Authentic storytelling and the unwavering pursuit to create something timeless and meaningful is at the core of Child Studio’s design practice. “Tactility and craftsmanship are also incredibly important to us,” explains Alexy and Che. “Balancing heritage and modernity, the Cubitts project aims to provide an intimate and informal destination for this historic neighbourhood. Every detail in this interior is bespoke and based on careful research.”
This eye for detail is exampled by a series of dramatic display cabinets that wrap the perimeter of the store. Echoing the geometry of the original shopfront, the glossy, chocolate brown lacquer finish of the three-metre-high cabinetry contrasts with the off-white textured wallpaper that lines the illuminated display shelves. Front and centre, the custom-made “cash desk” was designed by Alexy and Che to resemble a writing desk; the designers pairing a reflective black glass tabletop with a stainless-steel base and cherry wood storage cabinet as an ode to classic pieces by celebrated furniture designer Robin Day.
Grounding the store is a striking geometric floor pattern, inspired by the nearby faïence floor detailing originally produced by the local Burmantofts Pottery Company. Child Studio employed square-format clay tiles in various shades of terracotta, sand and anthracite to create this effect, mirroring the materiality and colour palette of existing surfaces. Furthermore, the shop signage is equally in keeping with the building’s original intent. Hand-crafted by a local artisan using the traditional verre églomisé technique, the Cubitts name is presented to the thoroughfare in glimmering gold leaf applied to blackened glass.
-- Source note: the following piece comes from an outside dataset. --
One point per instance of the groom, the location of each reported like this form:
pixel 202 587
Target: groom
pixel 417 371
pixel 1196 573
But beyond the bespoke details of the store’s classically handsome fixtures and fittings, the design studio also sourced a selection of antique furniture pieces to complete the space. These include the ‘Monk’ leather chair by Tobia Scarpa, the ‘Jumo’ table lamp designed by Eileen Gray and the octagonal bakelite clock produced by the British company Genalex in the 1930s, originally intended to keep time in the schools and factories of yesteryear.